Yes, any visible text on a web page can be extracted, we can also extract other attributes such as weight, size, qty in stock etc. Collectively this know as Web Crawling, Web Data Extraction, Web Harvesting, Web Data Mining, Screen Scraping

Can you extract images from web pages ?

Yes, images can be downloaded, they are provided to you in a zip file. Each image file name is stored against a product row so you can easily match the image to the product text.

Can you download and extract data from PDF’s ?

Yes, our Crawler can identify all PDF links on a web page. The crawler will then download them automatically just like images so you have an offline copy of the PDF’s. Extracting data from PDF’s is a different technique from extracting(scraping) data from a HTML page. In the past we have used different tools to then open up each PDF and extract the desired information. Which tool we use or recommend really depends how the PDF is structured.

How often can you get the data ?

As often as required, one offs, daily, weekly, let us know your requirements.

Can you auto fill login details ?

Yes, we can auto fill, login names, passwords, fill in dates, submit text, select from drop down lists. We can automate anything that a human can do manually

Can you auto fill CAPTCHA text boxes ?

This is tricky. if you are looking at scraping a site with a CAPTCHA input box, contact our team and we’ll see if we can assist. Ultimately there might be some human input here.

What format will I get the data in?

Generally we provide the data in CSV, XLS,  XML or SQL Insert Statements. However, if you have custom requirement please contact our team and we’ll see if we can assist.

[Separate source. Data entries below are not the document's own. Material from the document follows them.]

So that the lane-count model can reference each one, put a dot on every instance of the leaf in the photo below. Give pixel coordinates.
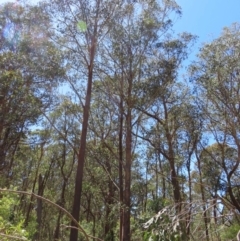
(82, 26)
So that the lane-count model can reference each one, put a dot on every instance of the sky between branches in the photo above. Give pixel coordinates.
(204, 18)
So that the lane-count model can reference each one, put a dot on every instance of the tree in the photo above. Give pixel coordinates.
(217, 78)
(30, 70)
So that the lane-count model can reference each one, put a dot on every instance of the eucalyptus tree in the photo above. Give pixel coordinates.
(164, 101)
(80, 27)
(216, 73)
(140, 25)
(30, 70)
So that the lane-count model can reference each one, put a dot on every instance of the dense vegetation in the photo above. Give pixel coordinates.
(101, 136)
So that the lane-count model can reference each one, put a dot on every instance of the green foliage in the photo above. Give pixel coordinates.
(163, 227)
(229, 232)
(11, 221)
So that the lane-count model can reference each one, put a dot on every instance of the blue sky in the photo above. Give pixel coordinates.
(204, 18)
(207, 18)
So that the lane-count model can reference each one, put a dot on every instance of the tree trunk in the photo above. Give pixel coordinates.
(82, 149)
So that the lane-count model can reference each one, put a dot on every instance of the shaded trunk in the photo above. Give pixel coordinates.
(203, 200)
(127, 190)
(120, 168)
(39, 207)
(82, 149)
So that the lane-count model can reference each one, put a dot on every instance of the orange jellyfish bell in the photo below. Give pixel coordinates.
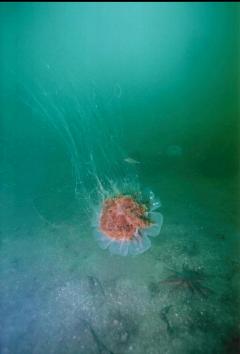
(125, 223)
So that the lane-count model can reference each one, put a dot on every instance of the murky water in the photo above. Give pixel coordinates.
(99, 100)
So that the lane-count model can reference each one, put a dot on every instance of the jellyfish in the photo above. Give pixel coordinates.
(125, 222)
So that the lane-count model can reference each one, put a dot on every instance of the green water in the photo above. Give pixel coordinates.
(99, 96)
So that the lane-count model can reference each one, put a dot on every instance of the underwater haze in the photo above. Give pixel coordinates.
(103, 101)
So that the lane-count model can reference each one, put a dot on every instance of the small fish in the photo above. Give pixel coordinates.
(164, 317)
(95, 285)
(174, 151)
(130, 160)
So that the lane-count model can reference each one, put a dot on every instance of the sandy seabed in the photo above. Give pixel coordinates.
(60, 293)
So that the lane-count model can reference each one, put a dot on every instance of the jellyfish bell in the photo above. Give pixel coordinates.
(125, 222)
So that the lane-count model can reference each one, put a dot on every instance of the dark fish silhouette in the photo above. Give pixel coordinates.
(164, 318)
(95, 285)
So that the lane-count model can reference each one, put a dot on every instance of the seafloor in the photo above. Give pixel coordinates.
(60, 293)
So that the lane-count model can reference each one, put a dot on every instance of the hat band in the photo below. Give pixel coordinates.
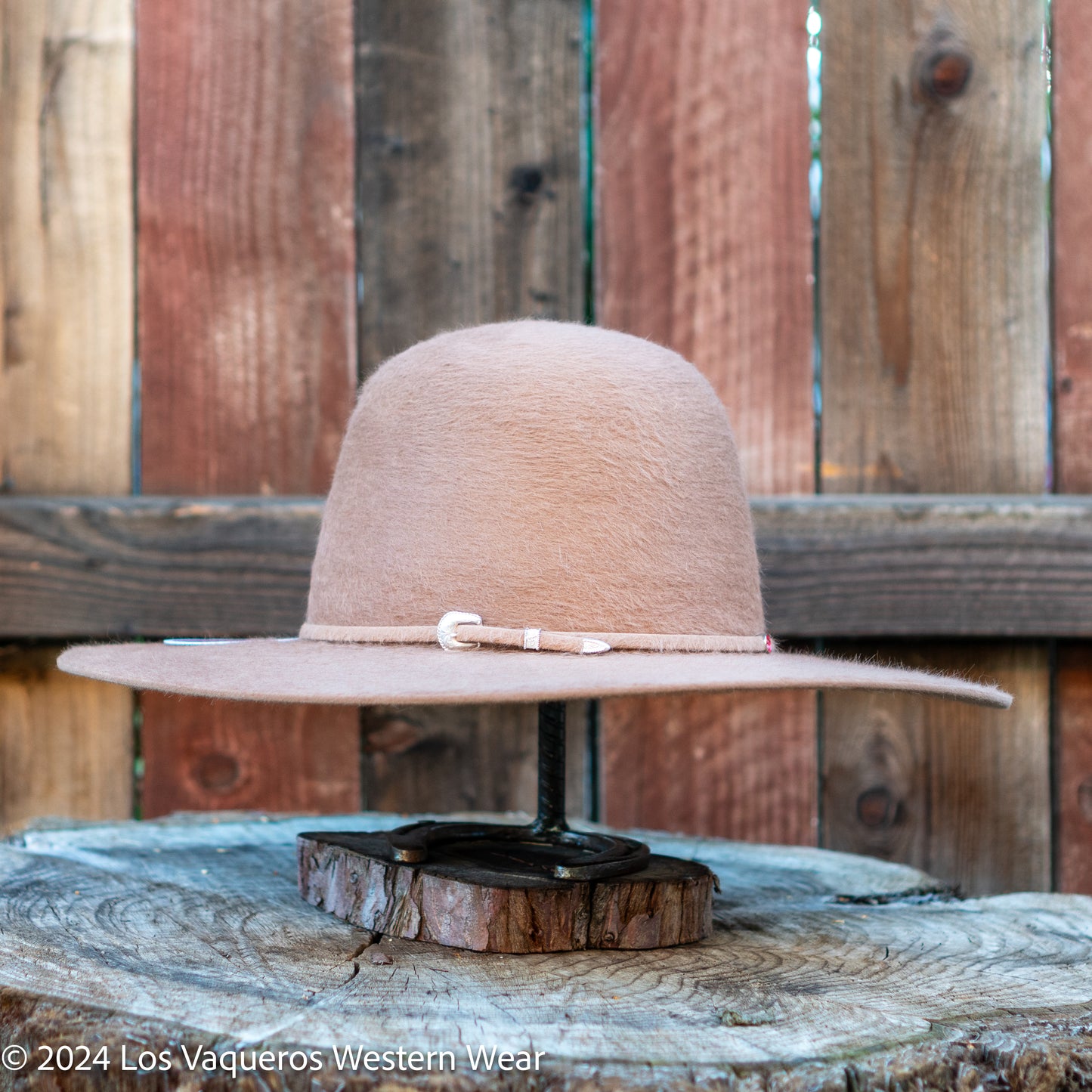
(458, 630)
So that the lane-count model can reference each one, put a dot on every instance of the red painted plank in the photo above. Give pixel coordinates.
(704, 242)
(246, 330)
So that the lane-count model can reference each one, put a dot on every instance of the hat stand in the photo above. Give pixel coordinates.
(508, 888)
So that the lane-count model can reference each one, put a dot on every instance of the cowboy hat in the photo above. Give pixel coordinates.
(525, 511)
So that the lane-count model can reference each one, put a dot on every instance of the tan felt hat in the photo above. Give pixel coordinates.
(523, 512)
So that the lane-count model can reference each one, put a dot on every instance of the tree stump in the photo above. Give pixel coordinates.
(461, 902)
(184, 945)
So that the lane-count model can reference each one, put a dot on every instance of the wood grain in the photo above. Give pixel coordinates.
(247, 333)
(470, 186)
(453, 758)
(704, 243)
(441, 901)
(933, 252)
(918, 781)
(66, 360)
(245, 201)
(934, 348)
(472, 210)
(67, 260)
(201, 755)
(67, 744)
(824, 971)
(834, 566)
(731, 765)
(1072, 741)
(1072, 209)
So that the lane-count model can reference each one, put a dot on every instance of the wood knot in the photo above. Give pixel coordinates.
(878, 809)
(216, 772)
(527, 181)
(945, 73)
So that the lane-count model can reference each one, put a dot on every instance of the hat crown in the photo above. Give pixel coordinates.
(539, 474)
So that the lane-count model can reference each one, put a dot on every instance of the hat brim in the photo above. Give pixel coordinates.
(326, 673)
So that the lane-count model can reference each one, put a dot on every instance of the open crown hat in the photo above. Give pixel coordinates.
(524, 511)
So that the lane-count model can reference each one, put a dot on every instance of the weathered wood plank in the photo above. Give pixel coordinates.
(820, 964)
(934, 350)
(67, 744)
(1072, 238)
(227, 755)
(470, 188)
(831, 566)
(1072, 704)
(915, 781)
(1072, 210)
(704, 243)
(741, 766)
(472, 210)
(247, 330)
(66, 360)
(67, 260)
(416, 757)
(247, 283)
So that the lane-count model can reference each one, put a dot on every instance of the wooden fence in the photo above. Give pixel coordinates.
(216, 218)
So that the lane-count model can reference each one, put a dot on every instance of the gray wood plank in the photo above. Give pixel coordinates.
(194, 933)
(831, 566)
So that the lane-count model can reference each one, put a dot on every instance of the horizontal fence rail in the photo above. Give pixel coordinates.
(832, 566)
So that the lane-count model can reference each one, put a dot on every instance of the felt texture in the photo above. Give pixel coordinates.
(540, 474)
(537, 474)
(268, 670)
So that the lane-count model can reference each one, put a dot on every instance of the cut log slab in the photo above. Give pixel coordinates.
(451, 901)
(824, 971)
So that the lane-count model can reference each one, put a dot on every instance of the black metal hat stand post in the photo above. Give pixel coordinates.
(503, 887)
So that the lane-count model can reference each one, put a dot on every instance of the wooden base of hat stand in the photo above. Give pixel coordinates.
(542, 888)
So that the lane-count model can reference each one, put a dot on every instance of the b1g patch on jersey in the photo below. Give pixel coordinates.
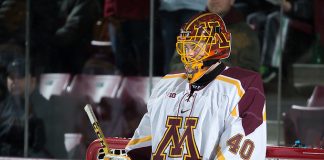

Can we capture the bread crumb ?

Yes, this is useful to categorise the data in to sections and sub sections.

What is a web sites bread crumb ?

Breadcrumbs typically appear horizontally across the top of a web page, usually below title bars or headers. They provide links back to each previous page the user navigated through to get to the current page or—in hierarchical site structures—the parent pages of the current one. Breadcrumbs provide a trail for the user to follow back to the starting or entry point. A greater-than sign (>) often serves as hierarchy separator, although designers may use other glyphs (such as » or ›), as well as various graphical treatments.

Typical breadcrumbs look like this:

Home page > Section page > Subsection page
Home page >> Section page >> Subsection page

for more info see http://en.wikipedia.org/wiki/Breadcrumb_(navigation)

Can you provide a screen shot of the web page ?

Yes, can can provide a “WebShot” of a page. The web shot will “auto-scoll” to ensure the entire page is captured from top to bottom.